# Coffee Filter



## Propolis30 (Aug 25, 2005)

Will wax run through a coffee filter or is it too thick?


----------



## Pete0 (Mar 30, 2002)

Haven't tried that. I have used a 4x4 guaze pad lining a strainer to filter my wax with success. The coffee filter would be much finer and may clog very quickly.

--Pete0


----------



## Propolis30 (Aug 25, 2005)

I tried it. It worked but it was so slow and pretty much clogged and worthless after the first pour. Not worth doing really.


----------



## Mitch (Jul 7, 2003)

Here is how i have used coffee filters.

A Ball canning funel for the filter holder,place on top of a pint or quart canning jar.Put the whole rig in the oven.you will have to play with your oven a bit to get the temp you want.Most ovens turn on way befor 200 deg.I use double filters.It takes some time but works great.depending on how dirty the wax is but you should get about a pint befor the filer is pluged.
the funel will not hold a pint worth of wax just keep adding as it melts.


----------



## I.C. Hemlock (Jul 4, 2006)

I took the cappings from 4 medium supers and heated it in our old crock pot,wanted to use my wifes new one, but she would not let me. I poured the wax through part of the leg of a pair of women's panty hose.
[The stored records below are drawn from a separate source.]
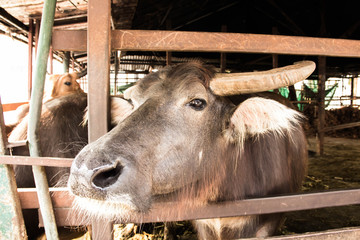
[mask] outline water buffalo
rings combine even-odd
[[[302,115],[274,100],[235,105],[227,96],[291,85],[314,68],[305,61],[222,76],[189,62],[149,74],[124,93],[131,113],[75,158],[68,186],[76,209],[87,219],[126,221],[169,199],[197,206],[297,191],[307,165]],[[269,236],[280,219],[194,225],[200,239],[233,239]]]
[[[87,71],[84,70],[82,72],[50,75],[45,82],[43,102],[72,93],[84,93],[77,79],[85,76],[86,72]],[[23,104],[15,110],[11,118],[5,118],[6,132],[8,135],[28,113],[29,104]]]

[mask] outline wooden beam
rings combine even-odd
[[[18,102],[18,103],[5,103],[3,104],[3,111],[4,112],[8,112],[8,111],[13,111],[16,110],[16,108],[18,108],[19,106],[23,105],[23,104],[28,104],[29,102]]]
[[[72,158],[0,156],[0,164],[71,167]]]
[[[109,122],[111,1],[88,3],[88,108],[89,142],[106,134]],[[93,221],[92,239],[111,240],[111,222]]]
[[[26,208],[37,208],[36,193],[34,190],[18,190],[21,203]],[[64,189],[50,188],[52,199],[57,211],[71,213],[73,197]],[[29,200],[27,200],[29,199]],[[290,212],[324,207],[338,207],[350,204],[360,204],[360,189],[339,190],[319,193],[305,193],[290,196],[265,197],[248,200],[238,200],[208,204],[204,206],[182,206],[178,211],[177,202],[163,202],[153,204],[147,214],[129,216],[127,222],[171,222],[217,217],[235,217],[254,214],[271,214]],[[24,208],[24,207],[23,207]],[[64,214],[65,215],[65,214]],[[74,215],[74,214],[72,214]],[[66,215],[65,215],[66,216]],[[76,216],[68,215],[68,219]],[[59,226],[69,226],[68,219],[57,219]],[[84,219],[86,221],[87,219]],[[87,222],[79,221],[75,225],[84,225]]]
[[[331,229],[322,232],[309,232],[303,234],[287,235],[287,236],[276,236],[266,238],[267,240],[356,240],[360,239],[360,228],[341,228]],[[259,240],[259,238],[249,238],[248,240]]]
[[[86,51],[86,31],[56,30],[54,50]],[[69,40],[70,39],[70,40]],[[239,52],[360,57],[360,41],[282,35],[112,30],[111,46],[127,51]]]

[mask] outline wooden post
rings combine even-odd
[[[320,56],[318,58],[318,121],[317,121],[317,149],[318,155],[324,154],[324,132],[322,129],[325,126],[325,81],[326,81],[326,57]]]
[[[38,51],[36,54],[34,82],[30,99],[28,123],[28,142],[30,156],[32,157],[40,156],[37,128],[41,115],[45,75],[49,57],[52,27],[54,24],[55,6],[56,0],[46,0],[44,2],[42,24],[40,26]],[[58,239],[59,237],[49,194],[49,186],[46,179],[45,168],[41,166],[33,166],[32,169],[34,173],[36,190],[39,197],[41,215],[44,219],[46,238]]]
[[[29,33],[28,33],[28,99],[31,97],[32,86],[32,57],[33,57],[33,43],[34,43],[34,20],[29,19]]]
[[[89,142],[94,142],[108,131],[110,19],[110,0],[89,0],[87,31]],[[93,239],[112,239],[112,223],[94,221],[92,235]]]
[[[3,108],[0,99],[0,155],[8,154]],[[27,239],[12,165],[0,165],[0,238]]]

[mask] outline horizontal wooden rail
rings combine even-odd
[[[60,226],[72,225],[71,222],[68,222],[71,220],[71,216],[68,214],[71,213],[73,197],[65,189],[52,188],[50,191],[54,207],[57,209],[56,211],[61,216],[67,216],[65,219],[58,218],[57,224]],[[23,208],[38,208],[35,189],[19,189],[18,192]],[[183,207],[181,211],[177,211],[176,209],[179,209],[179,205],[176,202],[163,202],[154,204],[148,214],[131,216],[128,222],[171,222],[215,217],[234,217],[352,204],[360,204],[360,189],[247,199],[197,207],[185,206],[186,211],[184,211]],[[87,223],[76,221],[76,225],[83,224]]]
[[[73,158],[0,156],[0,164],[71,167]]]
[[[4,112],[8,112],[8,111],[13,111],[16,108],[18,108],[19,106],[23,105],[23,104],[28,104],[29,102],[18,102],[18,103],[4,103],[3,104],[3,111]]]
[[[341,129],[345,129],[345,128],[353,128],[353,127],[360,127],[360,122],[345,123],[345,124],[340,124],[340,125],[336,125],[336,126],[332,126],[332,127],[326,127],[320,131],[321,132],[329,132],[329,131],[336,131],[336,130],[341,130]]]
[[[55,30],[54,50],[86,51],[87,32]],[[112,30],[112,49],[360,57],[360,41],[245,33]]]
[[[266,238],[267,240],[358,240],[360,239],[360,228],[340,228],[323,232],[311,232],[288,236],[276,236]],[[259,238],[249,238],[248,240],[259,240]]]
This worked very well for me.


----------



## 2hives (Apr 1, 2004)

I attended an "expert" beeswax candlemakers class and she uses sheer white drapery cloth. She used 2 layers, clothespinned to her pouring container, which was just a 1/2 liter plastic drink bottle with the top cut off. 
The cloth seemed to work very well, no lint in the wax, and it's re-usable. Just get a half yard or so from any fabric store, or cut up old sheer drapes you don't need anymore.


----------